< zurück zum
programm
15:00–16:30 Staatstheater Nürnberg/Probebühne 07
Autor*innengespräch

In ihren Stücken stellt Lisa Sommerfeldt die Frage, wie durch Erinnerung ein Bewusstsein für gegenwärtige Prozesse und Gefahren geweckt werden kann. Ein Tischgespräch von und mit Lisa Sommerfeldt und Friederike Emmerling (S. Fischer Verlag)

Die entfesselte Zeit

Wie lässt sich aus der Vergangenheit für die Gegenwart lernen? In ihren Stücken stellt Lisa Sommerfeldt die Frage, wie durch Erinnerung ein Bewusstsein für gegenwärtige Prozesse und Gefahren geweckt werden kann. „Mädchen mit Hutschachtel“ erzählt von einem Mädchen, das 1940 aus Bruchsal deportiert wurde. Die Autorin konnte die Überlebende, nunmehr über 90 Jahre alt, in den USA ausfindig machen und deren Geschichte in einem Theatertext erzählen. 2024 fand in Gütersloh die Uraufführung von „WEBEREI oder die Erfindung des Bademantels“ statt. Hierzu recherchierte Sommerfeldt Geschichte und Entwicklung der Gütersloher Textilherstellung, die sie anhand eines Generationendramas erzählt.

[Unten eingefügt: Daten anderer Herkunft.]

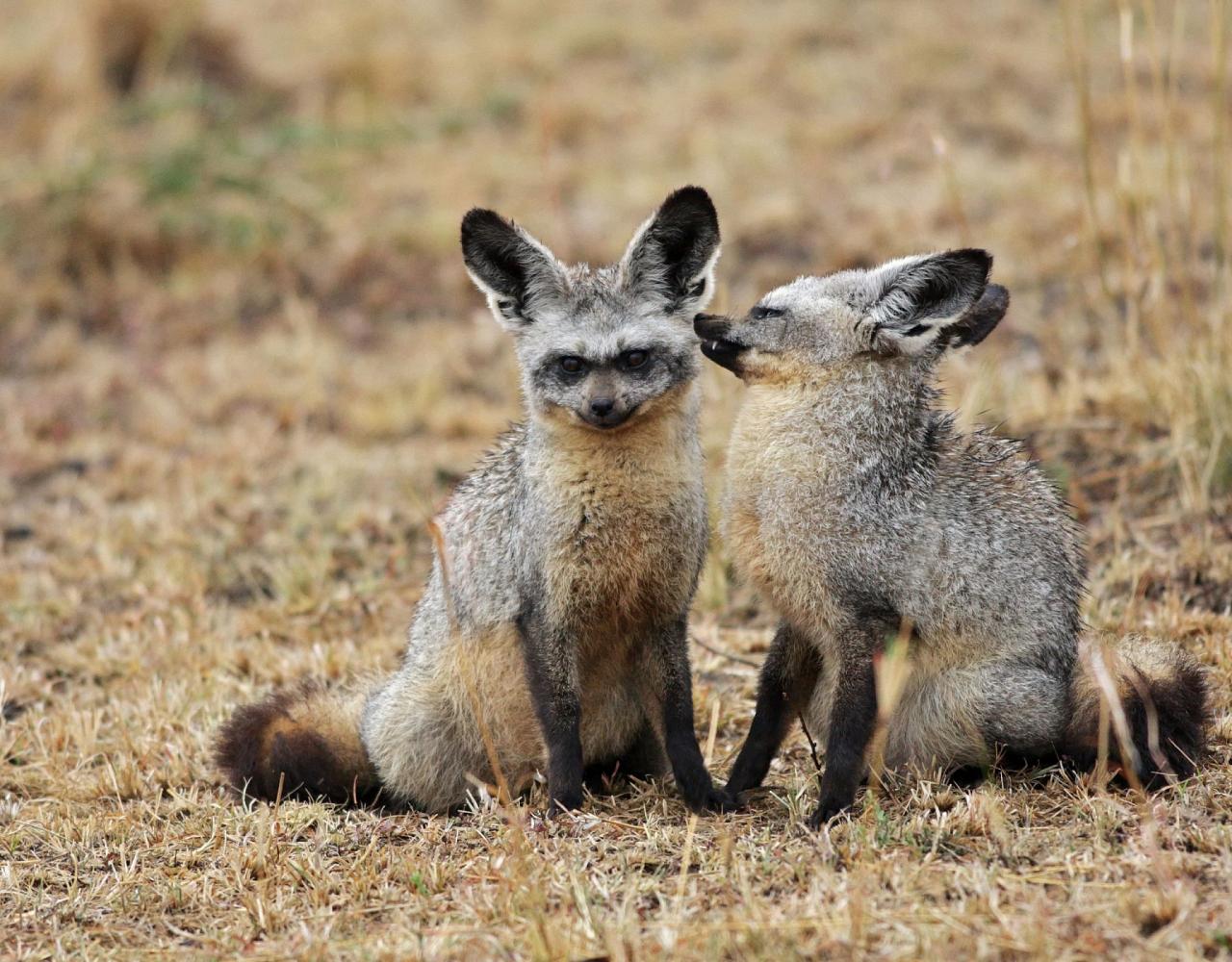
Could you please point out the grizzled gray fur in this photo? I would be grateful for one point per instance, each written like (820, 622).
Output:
(551, 635)
(859, 510)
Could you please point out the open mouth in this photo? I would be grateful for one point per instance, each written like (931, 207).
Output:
(722, 352)
(718, 348)
(607, 421)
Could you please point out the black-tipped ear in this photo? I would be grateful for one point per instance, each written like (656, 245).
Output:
(510, 266)
(915, 299)
(978, 323)
(673, 255)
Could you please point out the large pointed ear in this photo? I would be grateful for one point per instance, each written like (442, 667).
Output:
(672, 258)
(516, 272)
(978, 323)
(918, 302)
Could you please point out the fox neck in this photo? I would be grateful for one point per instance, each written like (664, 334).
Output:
(667, 426)
(870, 421)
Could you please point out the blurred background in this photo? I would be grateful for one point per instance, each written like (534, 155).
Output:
(242, 366)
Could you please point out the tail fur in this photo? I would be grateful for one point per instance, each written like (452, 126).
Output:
(300, 742)
(1163, 694)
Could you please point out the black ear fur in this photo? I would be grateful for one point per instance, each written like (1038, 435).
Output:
(677, 246)
(978, 323)
(939, 286)
(502, 260)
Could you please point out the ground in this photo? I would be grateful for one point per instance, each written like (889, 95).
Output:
(241, 368)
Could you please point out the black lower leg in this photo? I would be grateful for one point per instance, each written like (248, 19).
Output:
(853, 720)
(787, 679)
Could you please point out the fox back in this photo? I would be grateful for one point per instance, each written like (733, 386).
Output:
(860, 510)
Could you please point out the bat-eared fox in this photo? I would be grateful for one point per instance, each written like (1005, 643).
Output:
(553, 624)
(858, 509)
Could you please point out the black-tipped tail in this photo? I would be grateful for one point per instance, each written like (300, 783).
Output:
(298, 743)
(1161, 691)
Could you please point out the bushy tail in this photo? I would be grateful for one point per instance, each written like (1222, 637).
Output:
(1161, 694)
(300, 742)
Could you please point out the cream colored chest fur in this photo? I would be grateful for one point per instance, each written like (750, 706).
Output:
(774, 509)
(628, 531)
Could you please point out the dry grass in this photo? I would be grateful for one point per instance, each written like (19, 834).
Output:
(241, 366)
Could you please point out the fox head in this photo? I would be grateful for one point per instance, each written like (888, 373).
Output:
(909, 311)
(599, 348)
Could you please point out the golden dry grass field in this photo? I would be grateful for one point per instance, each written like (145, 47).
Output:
(241, 367)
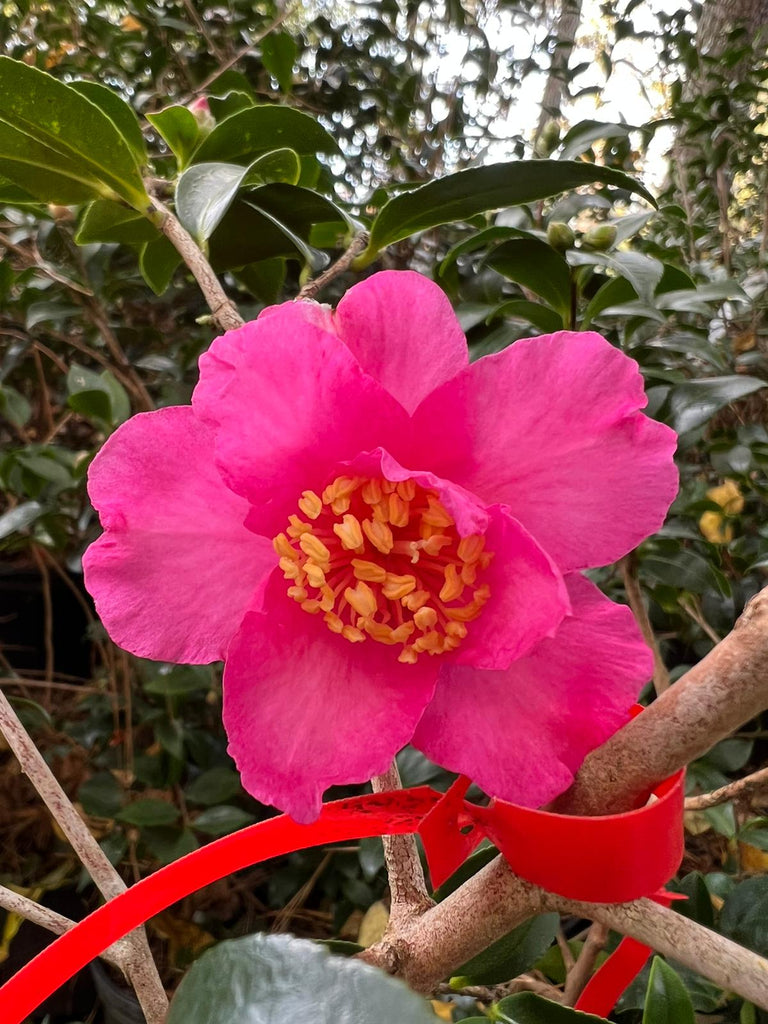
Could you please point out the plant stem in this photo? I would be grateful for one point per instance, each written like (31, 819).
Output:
(407, 886)
(356, 246)
(222, 308)
(138, 965)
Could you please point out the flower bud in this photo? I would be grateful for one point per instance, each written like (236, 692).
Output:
(601, 238)
(559, 236)
(202, 113)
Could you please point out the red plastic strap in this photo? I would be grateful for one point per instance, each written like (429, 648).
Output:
(620, 970)
(604, 859)
(340, 821)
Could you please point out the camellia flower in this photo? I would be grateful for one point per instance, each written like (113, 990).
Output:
(384, 543)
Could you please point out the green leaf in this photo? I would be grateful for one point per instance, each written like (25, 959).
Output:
(461, 196)
(214, 786)
(579, 138)
(97, 395)
(278, 55)
(265, 978)
(104, 220)
(158, 261)
(642, 271)
(511, 955)
(13, 406)
(59, 145)
(204, 194)
(667, 1000)
(101, 795)
(744, 914)
(693, 402)
(525, 1008)
(535, 265)
(19, 518)
(222, 820)
(255, 130)
(531, 312)
(116, 109)
(179, 128)
(148, 812)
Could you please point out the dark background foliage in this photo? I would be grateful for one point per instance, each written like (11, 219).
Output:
(98, 320)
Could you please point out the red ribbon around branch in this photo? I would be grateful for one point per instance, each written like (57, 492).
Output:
(607, 859)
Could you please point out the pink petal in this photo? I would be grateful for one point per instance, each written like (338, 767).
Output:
(402, 330)
(305, 710)
(287, 400)
(522, 733)
(175, 568)
(551, 427)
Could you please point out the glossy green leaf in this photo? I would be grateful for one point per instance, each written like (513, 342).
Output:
(222, 820)
(744, 914)
(667, 1000)
(461, 196)
(511, 955)
(60, 146)
(148, 812)
(104, 220)
(693, 402)
(642, 271)
(255, 130)
(19, 518)
(204, 194)
(278, 55)
(116, 109)
(158, 261)
(179, 128)
(13, 406)
(525, 1008)
(265, 978)
(538, 267)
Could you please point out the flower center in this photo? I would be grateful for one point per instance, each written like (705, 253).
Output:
(384, 561)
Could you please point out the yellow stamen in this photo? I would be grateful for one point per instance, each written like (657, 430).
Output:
(372, 492)
(396, 587)
(453, 588)
(425, 619)
(315, 576)
(416, 600)
(398, 511)
(314, 548)
(352, 634)
(470, 547)
(380, 535)
(284, 548)
(363, 599)
(369, 570)
(310, 504)
(349, 532)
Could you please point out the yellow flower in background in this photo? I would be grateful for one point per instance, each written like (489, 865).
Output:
(715, 525)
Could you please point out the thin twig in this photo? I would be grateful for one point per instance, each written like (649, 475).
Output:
(581, 972)
(407, 886)
(628, 566)
(356, 246)
(741, 787)
(139, 967)
(222, 308)
(245, 50)
(47, 612)
(50, 921)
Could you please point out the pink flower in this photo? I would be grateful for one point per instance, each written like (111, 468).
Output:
(383, 543)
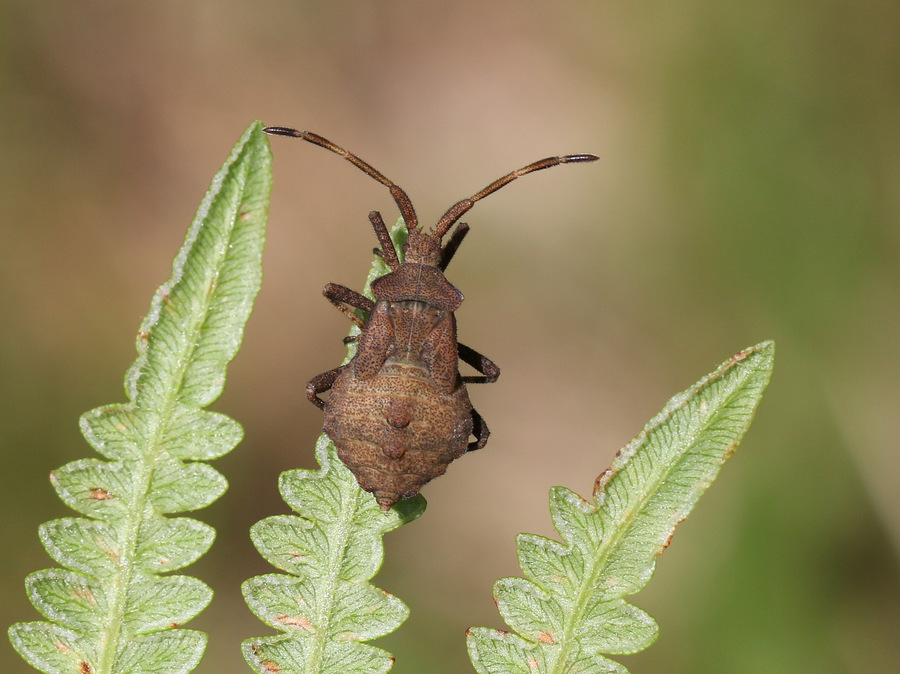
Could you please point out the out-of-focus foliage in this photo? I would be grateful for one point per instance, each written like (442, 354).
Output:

In Kooperation mit dem Verband Deutscher Bühnen- und Medienverlage.

© Janine Guldener

Lisa Sommerfeldt schreibt Stücke, die in enger Zusammenarbeit mit Dramaturgie und Regie entstehen, sowie Hörspiele. Zahlreiche Auftragswerke für Theater, u. a. für die Kulturstiftung von Landestheater Eisenach und Staatstheater Meiningen, Theater Ulm, Theater der Stadt Aalen, Theater Altenburg Gera und die Oper Bonn sind entstanden. Für ihre Werke wurde sie wiederholt mit Stipendien ausgezeichnet, darunter vom Land NRW und der Villa Decius in Krakau. 2022 wurde ihr Stück „Mädchen mit Hutschachtel“ an der Badischen Landesbühne uraufgeführt. In der WDR-Audiothek kann man ihre Hörspiele „wing.suit“, „Dorfdisco“ und „stadt.land.fluss oder die konstruktion der liebe“ abrufen. Ihre Hörspiele wurden von mehreren Sendern übernommen und die Stücke ins Polnische, Englische, Französische und Russische übersetzt.

privat

Friederike Emmerling, geboren 1974 in Ingelheim, arbeitet seit 2002 beim S. Fischer Theaterverlag. Ihr Schwerpunkt ist die zeitgenössische deutschsprachige Dramatik. Sie arbeitet u. a. mit Katja Brunner, Caren Jeß, Wolfram Lotz, Maria Milisavljević, Jakob Nolte, Ewald Palmetshofer, Kathrin Röggla und Ferdinand Schmalz. Seit 2018 leitet sie gemeinsam mit Bettina Walther den Theaterverlag.